St James Junior School and Orphan Care,
Nakakabala village, UGANDA
By Gerry Hambridge
I started spending time as a volunteer in Uganda in 2002 living and working at Maria’s Care Children’s Home, founded by Maria Maw and for the past seven years I have been helping to establish a new primary school in the village of Nakakabala in Kamuli District.
I have known James Mutayaba, the Head Teacher, for many years as his daughter Moureen was one of the first teachers I worked with in Uganda and she and her family have become great friends. James returned home to his village in 2008 after working away for some years and found that many of the children were still not getting an education as the nearest government school was too far for them to walk from their homes. James, a qualified teacher with 40 years experience in primary and secondary education and teacher training, decided to set up a school at his home. The first lessons were given to a small number of children in the shade of two mango trees followed by a rough open-sided thatched classroom.
At first conditions were basic and many villagers needed to be convinced that education was good for their children. Since then the school has attracted a gradual flow of children and now has 310 children between the ages of 5 and 14 on the register, 26 of these are orphans living on the premises. The villagers of Nakakabala have supported the school and helped its growth in many ways, though all the families are very poor. The school is now registered with the Ministry of Education and has regular inspections. The school is surrounded by fertile swampland that James farms with the help of the older children and which provides crops to enable James to feed the orphans and give every child attending the school a cooked meal each day.

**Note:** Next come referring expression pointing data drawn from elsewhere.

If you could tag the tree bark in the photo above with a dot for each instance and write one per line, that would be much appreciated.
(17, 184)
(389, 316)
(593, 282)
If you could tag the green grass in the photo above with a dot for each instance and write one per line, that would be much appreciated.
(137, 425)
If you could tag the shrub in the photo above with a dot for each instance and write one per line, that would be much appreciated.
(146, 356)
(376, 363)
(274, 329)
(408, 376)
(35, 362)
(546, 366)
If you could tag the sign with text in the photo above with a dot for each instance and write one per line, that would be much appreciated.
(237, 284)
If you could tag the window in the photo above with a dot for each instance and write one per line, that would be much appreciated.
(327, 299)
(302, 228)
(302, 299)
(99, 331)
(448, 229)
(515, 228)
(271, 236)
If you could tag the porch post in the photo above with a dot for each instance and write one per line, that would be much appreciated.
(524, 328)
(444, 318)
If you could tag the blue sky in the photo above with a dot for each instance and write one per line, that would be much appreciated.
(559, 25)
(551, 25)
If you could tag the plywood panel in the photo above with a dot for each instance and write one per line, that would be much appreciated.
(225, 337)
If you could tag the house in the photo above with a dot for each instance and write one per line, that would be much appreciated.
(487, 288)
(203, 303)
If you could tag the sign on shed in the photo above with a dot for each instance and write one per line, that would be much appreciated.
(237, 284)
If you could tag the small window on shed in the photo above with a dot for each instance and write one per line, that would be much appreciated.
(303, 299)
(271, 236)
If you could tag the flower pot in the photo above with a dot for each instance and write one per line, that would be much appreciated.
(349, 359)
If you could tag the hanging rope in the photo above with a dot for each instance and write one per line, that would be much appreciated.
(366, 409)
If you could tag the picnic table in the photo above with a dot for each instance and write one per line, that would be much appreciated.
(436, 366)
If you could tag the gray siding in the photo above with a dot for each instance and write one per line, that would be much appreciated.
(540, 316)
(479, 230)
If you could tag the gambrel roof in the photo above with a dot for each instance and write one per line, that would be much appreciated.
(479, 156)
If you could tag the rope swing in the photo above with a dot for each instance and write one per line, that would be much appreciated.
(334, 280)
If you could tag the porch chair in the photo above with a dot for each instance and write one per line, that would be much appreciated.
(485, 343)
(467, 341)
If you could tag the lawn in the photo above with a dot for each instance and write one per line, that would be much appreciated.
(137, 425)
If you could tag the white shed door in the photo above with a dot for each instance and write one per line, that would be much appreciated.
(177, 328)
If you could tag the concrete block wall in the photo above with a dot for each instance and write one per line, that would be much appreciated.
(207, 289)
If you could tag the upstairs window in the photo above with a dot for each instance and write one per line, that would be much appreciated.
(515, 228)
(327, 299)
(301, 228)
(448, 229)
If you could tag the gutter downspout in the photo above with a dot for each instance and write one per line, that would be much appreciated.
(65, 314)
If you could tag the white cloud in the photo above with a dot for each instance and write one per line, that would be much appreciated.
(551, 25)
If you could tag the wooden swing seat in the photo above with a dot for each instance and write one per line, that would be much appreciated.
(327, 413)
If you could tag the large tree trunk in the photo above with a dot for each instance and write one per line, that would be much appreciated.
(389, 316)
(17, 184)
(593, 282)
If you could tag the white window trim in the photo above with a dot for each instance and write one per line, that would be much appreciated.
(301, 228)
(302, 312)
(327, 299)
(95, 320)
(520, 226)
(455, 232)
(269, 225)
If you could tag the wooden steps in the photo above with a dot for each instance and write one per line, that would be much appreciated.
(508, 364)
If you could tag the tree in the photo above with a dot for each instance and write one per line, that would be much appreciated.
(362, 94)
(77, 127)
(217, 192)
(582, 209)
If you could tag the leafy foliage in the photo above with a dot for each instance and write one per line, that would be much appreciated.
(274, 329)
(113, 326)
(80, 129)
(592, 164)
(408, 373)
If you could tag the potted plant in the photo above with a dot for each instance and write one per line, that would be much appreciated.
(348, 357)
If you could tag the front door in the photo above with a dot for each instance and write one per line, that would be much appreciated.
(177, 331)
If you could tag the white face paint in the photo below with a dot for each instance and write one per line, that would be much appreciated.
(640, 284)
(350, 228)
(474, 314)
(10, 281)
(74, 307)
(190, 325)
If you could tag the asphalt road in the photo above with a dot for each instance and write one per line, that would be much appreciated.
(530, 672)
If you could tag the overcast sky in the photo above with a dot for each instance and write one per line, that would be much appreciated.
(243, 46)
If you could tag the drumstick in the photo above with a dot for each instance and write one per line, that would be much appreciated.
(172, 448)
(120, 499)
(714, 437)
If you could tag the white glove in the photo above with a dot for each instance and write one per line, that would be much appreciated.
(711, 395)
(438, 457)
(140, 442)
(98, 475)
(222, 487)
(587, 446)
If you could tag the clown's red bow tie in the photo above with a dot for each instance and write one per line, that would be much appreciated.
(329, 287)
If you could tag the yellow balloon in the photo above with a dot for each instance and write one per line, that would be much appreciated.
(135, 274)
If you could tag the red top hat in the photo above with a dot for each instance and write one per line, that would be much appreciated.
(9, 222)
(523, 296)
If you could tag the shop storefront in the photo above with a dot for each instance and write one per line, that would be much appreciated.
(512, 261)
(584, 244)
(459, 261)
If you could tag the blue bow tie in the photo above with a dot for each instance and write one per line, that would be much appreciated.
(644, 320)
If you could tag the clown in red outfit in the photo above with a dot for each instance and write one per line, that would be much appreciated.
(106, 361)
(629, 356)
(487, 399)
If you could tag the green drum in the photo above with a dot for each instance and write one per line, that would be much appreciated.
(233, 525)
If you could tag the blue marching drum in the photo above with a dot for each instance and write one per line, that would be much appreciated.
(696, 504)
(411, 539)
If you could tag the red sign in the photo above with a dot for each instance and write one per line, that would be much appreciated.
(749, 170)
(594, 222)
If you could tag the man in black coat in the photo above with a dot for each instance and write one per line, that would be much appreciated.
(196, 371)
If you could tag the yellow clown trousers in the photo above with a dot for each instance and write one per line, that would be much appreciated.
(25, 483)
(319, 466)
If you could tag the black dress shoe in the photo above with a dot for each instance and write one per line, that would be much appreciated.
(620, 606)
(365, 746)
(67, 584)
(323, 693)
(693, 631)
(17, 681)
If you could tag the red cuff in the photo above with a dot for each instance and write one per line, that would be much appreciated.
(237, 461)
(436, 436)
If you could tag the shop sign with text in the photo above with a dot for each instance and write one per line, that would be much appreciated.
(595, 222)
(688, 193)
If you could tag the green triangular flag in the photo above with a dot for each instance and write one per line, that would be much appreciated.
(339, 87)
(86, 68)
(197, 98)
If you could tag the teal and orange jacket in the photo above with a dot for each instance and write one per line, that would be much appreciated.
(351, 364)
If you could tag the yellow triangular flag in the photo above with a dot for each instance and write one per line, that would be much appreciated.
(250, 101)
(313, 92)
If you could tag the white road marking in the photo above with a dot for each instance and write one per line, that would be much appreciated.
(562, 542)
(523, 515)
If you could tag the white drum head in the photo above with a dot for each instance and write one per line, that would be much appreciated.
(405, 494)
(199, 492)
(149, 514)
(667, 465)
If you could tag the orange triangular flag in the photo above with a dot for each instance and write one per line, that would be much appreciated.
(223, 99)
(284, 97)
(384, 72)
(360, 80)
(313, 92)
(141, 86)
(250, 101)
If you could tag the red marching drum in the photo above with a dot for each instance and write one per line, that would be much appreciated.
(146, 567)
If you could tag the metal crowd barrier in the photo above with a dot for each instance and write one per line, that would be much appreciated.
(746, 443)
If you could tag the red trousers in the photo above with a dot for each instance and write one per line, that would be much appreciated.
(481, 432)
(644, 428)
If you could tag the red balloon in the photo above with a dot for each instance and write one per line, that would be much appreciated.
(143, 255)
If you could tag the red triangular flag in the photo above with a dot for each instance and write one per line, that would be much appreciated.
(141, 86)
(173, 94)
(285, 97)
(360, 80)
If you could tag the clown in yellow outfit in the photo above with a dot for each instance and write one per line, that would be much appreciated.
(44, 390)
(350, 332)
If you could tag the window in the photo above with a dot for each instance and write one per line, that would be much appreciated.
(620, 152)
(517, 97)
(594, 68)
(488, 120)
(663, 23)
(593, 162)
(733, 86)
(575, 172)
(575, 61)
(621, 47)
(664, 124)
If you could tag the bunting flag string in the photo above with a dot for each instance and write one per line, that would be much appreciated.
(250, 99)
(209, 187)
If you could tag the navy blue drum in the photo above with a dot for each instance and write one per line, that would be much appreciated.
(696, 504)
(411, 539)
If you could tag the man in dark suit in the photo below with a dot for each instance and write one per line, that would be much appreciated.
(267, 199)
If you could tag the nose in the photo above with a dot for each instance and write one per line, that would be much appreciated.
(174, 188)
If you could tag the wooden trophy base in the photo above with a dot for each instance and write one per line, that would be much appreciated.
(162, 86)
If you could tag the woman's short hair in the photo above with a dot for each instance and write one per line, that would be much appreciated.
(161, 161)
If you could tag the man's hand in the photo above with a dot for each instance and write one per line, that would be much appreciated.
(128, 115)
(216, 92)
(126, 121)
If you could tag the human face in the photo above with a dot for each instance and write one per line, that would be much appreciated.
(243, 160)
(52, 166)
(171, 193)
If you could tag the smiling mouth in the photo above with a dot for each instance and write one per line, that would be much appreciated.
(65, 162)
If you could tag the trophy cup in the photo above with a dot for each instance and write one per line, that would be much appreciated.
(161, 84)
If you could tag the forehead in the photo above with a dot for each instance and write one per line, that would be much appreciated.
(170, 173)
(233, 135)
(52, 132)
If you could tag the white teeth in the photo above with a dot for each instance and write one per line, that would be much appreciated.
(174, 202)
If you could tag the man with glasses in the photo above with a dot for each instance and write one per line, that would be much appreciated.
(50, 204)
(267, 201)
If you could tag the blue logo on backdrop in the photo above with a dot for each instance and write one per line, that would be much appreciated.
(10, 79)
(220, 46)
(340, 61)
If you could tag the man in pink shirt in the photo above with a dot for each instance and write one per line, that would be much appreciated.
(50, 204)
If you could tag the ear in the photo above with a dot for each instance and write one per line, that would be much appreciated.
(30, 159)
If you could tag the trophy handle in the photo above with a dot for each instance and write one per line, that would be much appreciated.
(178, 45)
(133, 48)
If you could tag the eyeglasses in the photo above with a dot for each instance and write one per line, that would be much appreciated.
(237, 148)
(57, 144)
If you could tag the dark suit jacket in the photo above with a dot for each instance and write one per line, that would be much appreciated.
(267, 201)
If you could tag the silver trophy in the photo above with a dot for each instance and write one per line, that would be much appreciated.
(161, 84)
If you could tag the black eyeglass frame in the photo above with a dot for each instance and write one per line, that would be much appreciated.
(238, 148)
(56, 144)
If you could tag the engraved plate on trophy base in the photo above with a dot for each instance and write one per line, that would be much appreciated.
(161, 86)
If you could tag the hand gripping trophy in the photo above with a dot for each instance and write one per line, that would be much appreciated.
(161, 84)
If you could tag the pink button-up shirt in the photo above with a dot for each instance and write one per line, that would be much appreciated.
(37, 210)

What we have achieved so far:
I am proud that I and my supporters have provided the school with the material assistance but the success of the school mostly comes down to the dedication of James and his staff and the hard work and enthusiasm of the children who know the value of the education they have been offered at St James.
Through my personal fund-raising and support from my family, friends and many other people including help from several schools and organisations in Poynton, Stockport and Macclesfield, St James has been provided with
* Some desks, books, teaching aids, footballs.

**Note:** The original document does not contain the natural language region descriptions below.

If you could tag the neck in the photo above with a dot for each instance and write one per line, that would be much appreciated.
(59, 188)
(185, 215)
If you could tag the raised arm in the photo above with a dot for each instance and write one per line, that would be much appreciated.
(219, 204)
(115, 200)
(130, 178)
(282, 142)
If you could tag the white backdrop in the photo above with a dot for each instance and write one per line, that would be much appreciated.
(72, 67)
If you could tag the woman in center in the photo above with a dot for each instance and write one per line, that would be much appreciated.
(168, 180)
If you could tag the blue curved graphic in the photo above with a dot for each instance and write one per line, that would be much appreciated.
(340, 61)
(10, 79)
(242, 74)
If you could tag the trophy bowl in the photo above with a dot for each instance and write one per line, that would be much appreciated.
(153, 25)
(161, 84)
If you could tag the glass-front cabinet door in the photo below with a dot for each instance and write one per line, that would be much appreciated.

* A brick built ‘resource centre’ where the educational equipment can be kept safe from the weather and which serves as the Library.
*Block of four latrines
*Twin room nursery block
* A twin room office block to accommodate the head teachers and office staff.
* A brick built block, “Hambridge Hall”, which provides four classrooms and can be converted to an examination hall, a requirement if the children are to be able to take the exams for their Primary Leavers Certificate and have a chance of going on to secondary education provided by the Ugandan government.

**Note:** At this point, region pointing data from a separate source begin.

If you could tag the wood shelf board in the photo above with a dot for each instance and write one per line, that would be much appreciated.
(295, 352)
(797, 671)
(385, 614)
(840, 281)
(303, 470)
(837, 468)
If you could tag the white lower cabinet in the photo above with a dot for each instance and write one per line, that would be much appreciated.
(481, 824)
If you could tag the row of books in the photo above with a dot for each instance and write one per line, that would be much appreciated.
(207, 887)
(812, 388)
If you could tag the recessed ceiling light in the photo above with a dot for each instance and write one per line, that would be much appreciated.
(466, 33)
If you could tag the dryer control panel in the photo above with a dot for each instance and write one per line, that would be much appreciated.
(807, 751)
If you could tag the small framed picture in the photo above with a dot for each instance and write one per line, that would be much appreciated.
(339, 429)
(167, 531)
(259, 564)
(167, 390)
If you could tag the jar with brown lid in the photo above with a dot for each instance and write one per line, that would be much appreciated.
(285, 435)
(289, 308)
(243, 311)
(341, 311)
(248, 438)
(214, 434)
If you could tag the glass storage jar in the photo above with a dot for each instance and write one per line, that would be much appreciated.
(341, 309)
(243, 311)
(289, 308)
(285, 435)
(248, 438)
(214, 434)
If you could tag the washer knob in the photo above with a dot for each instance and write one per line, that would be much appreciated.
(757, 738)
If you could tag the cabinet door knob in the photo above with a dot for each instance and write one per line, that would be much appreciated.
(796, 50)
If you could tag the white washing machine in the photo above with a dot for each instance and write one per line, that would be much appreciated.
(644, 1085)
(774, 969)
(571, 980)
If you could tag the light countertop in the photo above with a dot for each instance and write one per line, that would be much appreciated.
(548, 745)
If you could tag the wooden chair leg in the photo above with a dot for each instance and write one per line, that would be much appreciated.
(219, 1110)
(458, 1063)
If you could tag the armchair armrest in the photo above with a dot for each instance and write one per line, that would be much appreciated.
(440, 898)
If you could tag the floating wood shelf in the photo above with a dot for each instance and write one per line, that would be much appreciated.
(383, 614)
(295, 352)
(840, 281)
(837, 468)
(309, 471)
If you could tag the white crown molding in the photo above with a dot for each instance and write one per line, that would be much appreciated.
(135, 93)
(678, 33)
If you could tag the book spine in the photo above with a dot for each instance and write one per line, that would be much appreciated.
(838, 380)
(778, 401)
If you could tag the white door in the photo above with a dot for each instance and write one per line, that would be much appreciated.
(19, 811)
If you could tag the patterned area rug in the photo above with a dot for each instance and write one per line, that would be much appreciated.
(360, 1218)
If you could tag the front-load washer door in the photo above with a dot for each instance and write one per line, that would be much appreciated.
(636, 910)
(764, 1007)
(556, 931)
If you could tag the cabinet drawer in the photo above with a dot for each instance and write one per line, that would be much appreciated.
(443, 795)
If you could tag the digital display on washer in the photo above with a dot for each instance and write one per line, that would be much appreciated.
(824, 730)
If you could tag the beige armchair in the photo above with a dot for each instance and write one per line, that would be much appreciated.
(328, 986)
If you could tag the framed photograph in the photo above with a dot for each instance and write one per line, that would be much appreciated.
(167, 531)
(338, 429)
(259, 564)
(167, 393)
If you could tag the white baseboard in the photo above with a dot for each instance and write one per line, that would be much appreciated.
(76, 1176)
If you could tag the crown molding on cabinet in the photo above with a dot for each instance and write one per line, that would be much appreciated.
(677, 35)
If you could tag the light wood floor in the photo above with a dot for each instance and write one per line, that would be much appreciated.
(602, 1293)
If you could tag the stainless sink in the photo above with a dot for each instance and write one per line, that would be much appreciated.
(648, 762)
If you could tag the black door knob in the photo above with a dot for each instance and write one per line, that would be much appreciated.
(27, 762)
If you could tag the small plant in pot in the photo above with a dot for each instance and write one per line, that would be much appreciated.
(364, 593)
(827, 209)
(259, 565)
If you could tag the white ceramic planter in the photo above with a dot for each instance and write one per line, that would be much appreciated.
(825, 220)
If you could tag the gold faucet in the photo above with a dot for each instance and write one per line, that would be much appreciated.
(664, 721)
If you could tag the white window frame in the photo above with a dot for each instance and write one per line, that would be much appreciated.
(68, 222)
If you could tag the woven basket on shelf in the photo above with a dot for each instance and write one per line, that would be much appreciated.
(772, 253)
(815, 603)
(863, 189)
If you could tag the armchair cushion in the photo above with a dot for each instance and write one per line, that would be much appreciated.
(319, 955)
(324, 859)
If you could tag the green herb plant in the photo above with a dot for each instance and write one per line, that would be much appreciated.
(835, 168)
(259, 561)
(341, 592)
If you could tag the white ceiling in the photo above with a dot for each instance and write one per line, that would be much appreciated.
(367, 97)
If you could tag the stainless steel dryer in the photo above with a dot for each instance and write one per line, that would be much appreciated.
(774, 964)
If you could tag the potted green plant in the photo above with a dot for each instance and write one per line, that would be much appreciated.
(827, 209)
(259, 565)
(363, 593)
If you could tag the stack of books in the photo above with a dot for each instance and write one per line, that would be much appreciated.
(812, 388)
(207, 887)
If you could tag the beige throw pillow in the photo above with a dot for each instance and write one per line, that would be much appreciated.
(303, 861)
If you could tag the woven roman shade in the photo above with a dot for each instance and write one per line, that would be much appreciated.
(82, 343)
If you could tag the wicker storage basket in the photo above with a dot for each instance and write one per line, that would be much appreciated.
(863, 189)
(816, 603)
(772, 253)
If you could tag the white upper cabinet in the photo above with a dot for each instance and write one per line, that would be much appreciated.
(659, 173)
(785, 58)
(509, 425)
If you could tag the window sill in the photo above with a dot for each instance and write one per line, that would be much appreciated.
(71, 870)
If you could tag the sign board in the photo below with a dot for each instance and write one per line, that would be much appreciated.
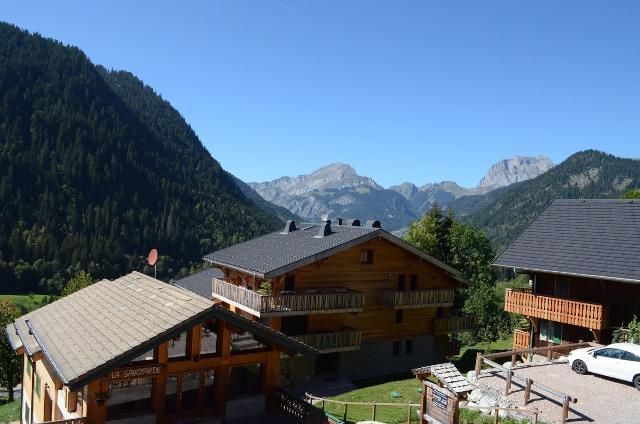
(141, 371)
(438, 404)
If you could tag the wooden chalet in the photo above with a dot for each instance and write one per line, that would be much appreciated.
(582, 258)
(137, 349)
(370, 303)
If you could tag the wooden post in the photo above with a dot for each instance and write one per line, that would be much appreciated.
(527, 391)
(565, 410)
(478, 364)
(507, 386)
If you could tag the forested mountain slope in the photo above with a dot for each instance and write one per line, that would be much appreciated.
(93, 180)
(590, 174)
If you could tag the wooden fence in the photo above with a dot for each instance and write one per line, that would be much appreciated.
(566, 311)
(324, 300)
(417, 298)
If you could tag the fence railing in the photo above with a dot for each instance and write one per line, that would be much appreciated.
(454, 324)
(314, 301)
(566, 311)
(417, 298)
(337, 341)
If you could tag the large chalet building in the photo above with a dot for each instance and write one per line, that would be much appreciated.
(582, 258)
(368, 301)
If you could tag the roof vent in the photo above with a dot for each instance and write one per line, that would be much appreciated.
(373, 224)
(289, 227)
(325, 229)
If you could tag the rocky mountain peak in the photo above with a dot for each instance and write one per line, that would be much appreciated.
(514, 170)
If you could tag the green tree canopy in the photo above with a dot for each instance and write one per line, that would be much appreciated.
(79, 281)
(10, 363)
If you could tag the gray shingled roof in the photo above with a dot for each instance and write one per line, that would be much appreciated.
(592, 238)
(109, 323)
(277, 253)
(200, 282)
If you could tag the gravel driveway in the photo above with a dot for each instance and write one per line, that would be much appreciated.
(600, 400)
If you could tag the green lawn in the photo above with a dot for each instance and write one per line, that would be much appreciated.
(27, 302)
(380, 391)
(9, 412)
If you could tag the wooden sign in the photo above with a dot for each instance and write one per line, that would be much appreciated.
(439, 404)
(141, 371)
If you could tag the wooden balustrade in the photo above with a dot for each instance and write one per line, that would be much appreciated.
(343, 340)
(521, 339)
(566, 311)
(414, 299)
(454, 324)
(324, 300)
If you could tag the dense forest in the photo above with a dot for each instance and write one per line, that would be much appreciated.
(505, 213)
(96, 169)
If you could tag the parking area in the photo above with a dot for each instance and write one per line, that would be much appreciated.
(600, 400)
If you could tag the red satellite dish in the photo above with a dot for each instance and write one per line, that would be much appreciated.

* Goat, pig and poultry projects to raise money for the school making it more and more self-sufficient which is our ultimate aim. The poultry project also provides eggs which give the orphans a regular source of protein, and any surplus can be sold or exchanged for food and medical treatment for the children.
* Solar lighting so that the oldest pupils can do personal study in the evenings to prepare for their exams. This facility will not only be good for the school but also enable the local people to use the buildings for community meetings.
* Beds and mosquito nets for the orphans and mosquito nets for all 300 children at the school. My ambition is to eventually provide every young child and expectant mum in the area with a mosquito net as Malaria is still by far the biggest killer of these two groups in Uganda. A gift of one mosquito net often protects several children, sometimes even a whole family as they share a bed or sleeping mat.